#gentoo question for all you beautiful intelligent #gentoo mains out there: is installing rust packages via portage pointless? I installed media-sound/wiremix thinking ooo no new dependencies and it installed a zillion "crates" out of band. or is that probably why the package is masked currently?

EDIT: winning answer: that is normal, but portage will update it at least (among other things)

@aeva Yeah, it's a hazard of compiling anything written in rust from source, I had to sit through the same process on slackware for an RSS reader.

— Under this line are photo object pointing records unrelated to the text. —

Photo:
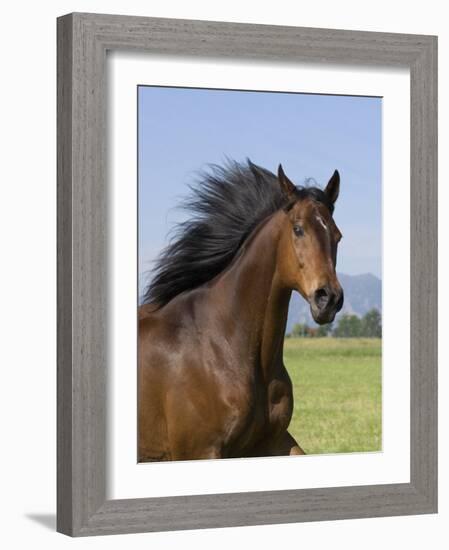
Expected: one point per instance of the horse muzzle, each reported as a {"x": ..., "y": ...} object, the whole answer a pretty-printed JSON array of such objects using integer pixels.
[{"x": 325, "y": 303}]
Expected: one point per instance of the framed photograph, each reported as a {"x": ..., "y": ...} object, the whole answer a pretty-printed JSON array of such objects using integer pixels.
[{"x": 247, "y": 274}]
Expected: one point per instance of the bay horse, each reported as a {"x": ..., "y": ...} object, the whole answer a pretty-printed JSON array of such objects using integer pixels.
[{"x": 211, "y": 377}]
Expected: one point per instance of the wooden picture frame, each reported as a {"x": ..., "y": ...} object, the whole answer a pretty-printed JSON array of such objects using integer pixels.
[{"x": 83, "y": 40}]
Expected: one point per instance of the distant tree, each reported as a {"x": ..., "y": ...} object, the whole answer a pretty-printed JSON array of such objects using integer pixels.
[
  {"x": 349, "y": 326},
  {"x": 372, "y": 324}
]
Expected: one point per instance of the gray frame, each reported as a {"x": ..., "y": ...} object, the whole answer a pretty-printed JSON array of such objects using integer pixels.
[{"x": 83, "y": 40}]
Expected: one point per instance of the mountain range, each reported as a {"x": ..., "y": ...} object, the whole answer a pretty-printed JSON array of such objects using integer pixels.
[{"x": 362, "y": 293}]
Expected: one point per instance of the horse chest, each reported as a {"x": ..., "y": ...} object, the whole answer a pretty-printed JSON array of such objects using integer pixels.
[{"x": 268, "y": 416}]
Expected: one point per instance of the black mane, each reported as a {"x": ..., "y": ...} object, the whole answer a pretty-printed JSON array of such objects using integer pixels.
[{"x": 226, "y": 206}]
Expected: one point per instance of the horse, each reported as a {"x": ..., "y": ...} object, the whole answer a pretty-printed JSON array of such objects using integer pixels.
[{"x": 211, "y": 378}]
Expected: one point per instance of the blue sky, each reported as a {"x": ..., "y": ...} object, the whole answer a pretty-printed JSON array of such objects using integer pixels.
[{"x": 182, "y": 130}]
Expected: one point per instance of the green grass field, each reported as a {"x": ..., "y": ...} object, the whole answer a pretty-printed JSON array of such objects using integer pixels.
[{"x": 337, "y": 385}]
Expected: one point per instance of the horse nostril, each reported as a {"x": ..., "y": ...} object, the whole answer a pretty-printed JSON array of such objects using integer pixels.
[
  {"x": 340, "y": 301},
  {"x": 321, "y": 298}
]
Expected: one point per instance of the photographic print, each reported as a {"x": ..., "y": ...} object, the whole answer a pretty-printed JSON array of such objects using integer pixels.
[{"x": 260, "y": 274}]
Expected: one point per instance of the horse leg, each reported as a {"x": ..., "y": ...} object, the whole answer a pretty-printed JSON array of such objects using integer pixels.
[{"x": 289, "y": 446}]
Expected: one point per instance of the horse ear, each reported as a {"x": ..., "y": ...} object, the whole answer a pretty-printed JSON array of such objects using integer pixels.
[
  {"x": 333, "y": 187},
  {"x": 288, "y": 188}
]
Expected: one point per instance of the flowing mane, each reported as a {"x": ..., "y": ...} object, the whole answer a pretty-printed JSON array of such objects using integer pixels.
[{"x": 226, "y": 205}]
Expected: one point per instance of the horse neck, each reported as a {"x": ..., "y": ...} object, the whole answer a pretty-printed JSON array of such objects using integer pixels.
[{"x": 256, "y": 301}]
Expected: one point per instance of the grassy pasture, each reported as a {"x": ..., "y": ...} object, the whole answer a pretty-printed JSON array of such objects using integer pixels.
[{"x": 337, "y": 386}]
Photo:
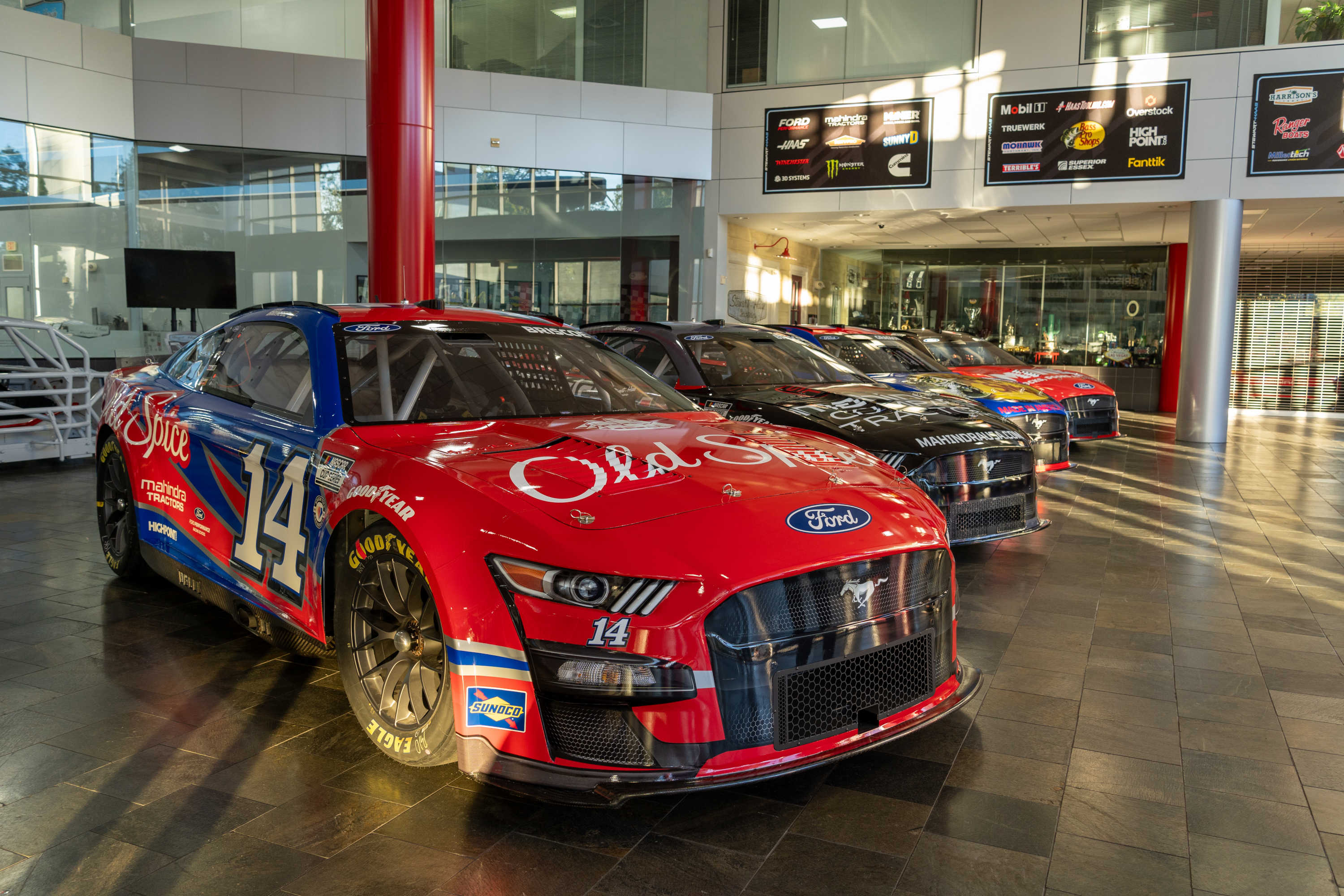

At least portage handling it for you makes maintaining the giant pile of crates rust drags along with it simple.
@miss_rodent i've been having so much fun seeing what each new thing I install wants, and it's really sucks the fun out when something is like trust me bro don't look
@aeva Yeah, honestly it's one of the things I really dislike about rust (and most languages that have their own special library package management nonsense), it makes it really hard to judge how long a build will take, and what sort of mess it's about to make in your filesystem if you run it and step away until it's done -.-;;;
@miss_rodent it also makes me wondering if the author is vetting anything either. it would be hilarious if this ended up being a horrific supply chain attack vector
@aeva presumably they just use cargo, which... pulls from community package repositories, the offical repository is https://crates.io/ but I think it can grab from github crates and such too... so, a supply chain attack is entirely plausible.
crates.io: Rust Package Registry

crates.io serves as a central registry for sharing crates, which are packages or libraries written in Rust that you can use to enhance your projects

@aeva but iirc you need to add unofficial registries to a config file, so, it probably only grabbed from crates.io.
Which.... maybe they're verified? No idea. How much do you trust the rust team, I guess.
@aeva Coming from a Slackware user of nearly two decades - I realllyyyy hate this aspect of rust.
I run a distro where *I* am the dependancy-resolution part of package management for a reason. If I want a package manager that does it for me, I can just use debian. I don't need (or want) an extra package manager to babysit.